UK housebuilder Persimmon plc reports that it has had an excellent first half of the year. It announced details in an update ahead of its half-year results to 30 June 2017. This statement covers the period from 1 January 2017 to 30 June.
The group says it has increased legal completion volumes by 8% to 7,794 new homes (the comparable figure in 2016 was 7,238)
The 556 increase demonstrates the group’s drive to meet demand in all its regional markets across the UK. The average selling price rose by 3.5% to c. £213,000 (2016: £205,762). Revenue grew by 12% to reach £1.66bn (2016: £1.49bn).
Persimmon scores home run in excellent first half
- Trading excellent
- Legal completions up
- Average house price up
- Revenues up
- 95 new sites opened this year
Persimmon CEO Jeff Fairburn, courtesy of Persimmon
Market reaction positive
Helal Miah, investment research analyst at The Share Centre, rates the shares a hold. “Persimmon’s trading update for the first half of the year was very encouraging, resulting in the share price opening up by roughly 5% in early trading today,” says Miah.
“The group remains active in land bank and plot acquisitions and has a cash pile of £1,120m” he adds. “These numbers produced suggest that all is still very well with not just Persimmon, but the house building market in general.”
“The sector’s share price recovery since the EU referendum reflects that. However, we are of the view that shares in the sector are fairly valued, taking into account the buoyant demand for new homes.”
Persimmon a 'hold'
“Given the strong recovery and recent signs of a moderating housing market, and the very cyclical nature of the sector, we continue to recommend Persimmon as a ‘hold’ for investors willing to accept a higher level of risk.”
Persimmon says it has continued to experience good levels of customer demand since the group’s annual general meeting trading update on 27 April 2017. The market took the snap UK general election in its stride, it adds.
Consumer confidence remains resilient and compelling mortgage rates continue to offer good support to new home buyers. Sales in May and June were healthy. It expects the group’s strong trading through the first half of the year.
Persimmon says it expects the group’s operating margin in the first half of 2017 to exceed comfortably the 25.7% delivered in the second half of the prior year. The Group has strong momentum moving into the second half of the year.

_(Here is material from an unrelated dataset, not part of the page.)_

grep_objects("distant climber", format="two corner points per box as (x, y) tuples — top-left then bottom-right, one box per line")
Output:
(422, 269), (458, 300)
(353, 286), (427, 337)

Total forward sales value at 30 June was £1.60bn, 18% higher than last year (2016: £1.36bn) and a network of 375 active outlets. In addition, sales through the second half of 2017 will be supported by opening a further 100 or so new sales outlets.
This is despite the frustration of continued delays to site starts due to planning inefficiencies. Persimmon says it is developing all sites for which it has secured detailed residential planning consent.
Photo courtesy of Persimmon
Active in land market
The group says it has remained active in the land market with 47 new land deals for around 9,300 new homes that will provide high quality returns in future periods. It has pulled through around 3,000 plots from its strategic land portfolio within this total.
A key feature of the group’s strategy is the commitment to return surplus capital to shareholders over the long term. On 27 February 2017 the Board announced an additional payment under the group’s capital return plan of 25p per share (or £77m), paid on 31 March.
This raised the total value of the plan to around £2.85bn, or £9.25 per share. The plan is to return this amount to shareholders by the end of 2021. This represents an increase of 49% over the original value of the plan at launch in 2012.
At 30 June the group held £1,120m of cash (2016: £462m) prior to payment of the scheduled capital return of £339m on 3 July. The results proper will be released on Tuesday 22 August.